Artık, eylemlerin bileşik çekimine "durum bileşik zamanı" da eklenme­lidir. Ergin, adını "Kuvvetlendirme ve İhtimal" diye koyarken bu konuyu “Fiillerin Birleşik Çekimleri" adlı bölümün sonunda işler.[8] Banguoğlu, “Fiillerin Çekimi” bölümünde "Çevrik Kipler" başlığı altında inceler.[9] Ediskun, "Bileşik Zamanlı Fiiller" konusunun "Durum Bileşik Zamanı" bölümünde inceler.[10] Kükey “Hal Bileşik Zamanı” adı altında inceler.[11] Kimi dilbilgisi yapıtlarında böyle bir bölümleme ve adlandırmaya rastlanmamaktadır.   
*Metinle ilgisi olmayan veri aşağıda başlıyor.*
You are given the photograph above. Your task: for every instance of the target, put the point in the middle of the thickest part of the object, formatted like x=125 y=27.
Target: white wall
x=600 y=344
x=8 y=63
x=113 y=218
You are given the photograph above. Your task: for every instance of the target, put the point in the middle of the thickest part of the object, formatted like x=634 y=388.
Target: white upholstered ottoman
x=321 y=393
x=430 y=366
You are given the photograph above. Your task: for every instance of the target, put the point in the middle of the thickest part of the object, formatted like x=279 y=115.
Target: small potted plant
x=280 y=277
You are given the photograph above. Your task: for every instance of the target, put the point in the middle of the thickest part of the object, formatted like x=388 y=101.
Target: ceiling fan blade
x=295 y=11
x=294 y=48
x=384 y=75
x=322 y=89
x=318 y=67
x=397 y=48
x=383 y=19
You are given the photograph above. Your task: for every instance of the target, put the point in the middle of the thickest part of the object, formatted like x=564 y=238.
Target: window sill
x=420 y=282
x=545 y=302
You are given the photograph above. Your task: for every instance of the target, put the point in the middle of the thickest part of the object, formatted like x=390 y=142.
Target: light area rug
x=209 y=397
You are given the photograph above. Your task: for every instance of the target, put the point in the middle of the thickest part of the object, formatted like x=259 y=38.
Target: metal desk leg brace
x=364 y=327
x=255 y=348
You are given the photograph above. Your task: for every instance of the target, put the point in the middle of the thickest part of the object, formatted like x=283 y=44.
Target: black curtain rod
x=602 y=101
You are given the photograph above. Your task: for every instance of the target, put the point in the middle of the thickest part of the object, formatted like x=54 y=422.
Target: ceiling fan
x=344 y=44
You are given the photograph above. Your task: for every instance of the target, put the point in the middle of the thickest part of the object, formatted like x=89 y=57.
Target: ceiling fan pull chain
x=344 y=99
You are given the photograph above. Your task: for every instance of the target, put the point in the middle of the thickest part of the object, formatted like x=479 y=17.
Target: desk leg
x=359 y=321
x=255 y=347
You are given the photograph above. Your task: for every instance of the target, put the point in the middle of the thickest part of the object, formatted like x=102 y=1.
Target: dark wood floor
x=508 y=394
Sorun, bununla bitmemektedir. Bir de durum bileşik zamanlı eylemlerin görevli olduğu tümcelerin "yüklemin soyuna göre" bölümlendirmesinde aldığı ad konusu vardır ve epeyce de çelişki vardır.

Ediskun, Durum Bileşik Zamanı diye bir bölüm açmasına karşın, "İsim Cümleleri" konusunda "yazıyordum, yorulmuşsunuzdur, gülerimdir, doğacak­tır, kullanmalıdırlar" gibi çekimli eylemlerle biten tümceleri, ad tümcesi sayıyor.[12] Gerekçesi ise belli değildir.

Burdurlu ise daha da çelişkilidir: "İnsan, dallarla bulutlarla bir hep o maviliklerden geçmiştir." tümcesini eylem tümcesi sayarken, "Şimdi orada herkes yataklara serilmişlerdir." tümcesini ad tümcesi sayıyor.[13]

Burdurlu'nun çelişkisini, üç kişilik kurulca hazırlanan Türkiye Türkçesinin Sözdizimi[14]  adlı yapıtta da görüyoruz: "Bu insanların içine kurt düşmüştür.", "Ayrıca şiir sanatı oldum bittim burada açıklaması yapılan şiir olmamıştır, o bir masal anlatmış, öykü de anlatmıştır." gibi örnekler eylem tümcesi sayılırken; "İnsanlık, birtakım düşün akımlarına kulak vermesini bilmiştir.", "Bir fikir uğruna fedai olmayı göze almış insan takdirle, minnetle karşılanmalıdır." gibi tümceler de ad tümcesi sayılmıştır.

Burada Gencan'ın da bir yanılgısını belirtmemiz gerekiyor: Gencan "Okullar açılacaktır. Havalar serinlemiştir... tümcelerinde açılacak, serinlemiş sözcüklerini eylem sayacağımız gibi birer sıfat da sayabiliriz. Böyle düşünü­lünce bunların ad tümcesi sayılması ve anlamları bakımından şu örnekle karşılaştırılmaları usa uygun düşebilir: Okullar açıktır. Havalar serindir." de­mektedir.[15]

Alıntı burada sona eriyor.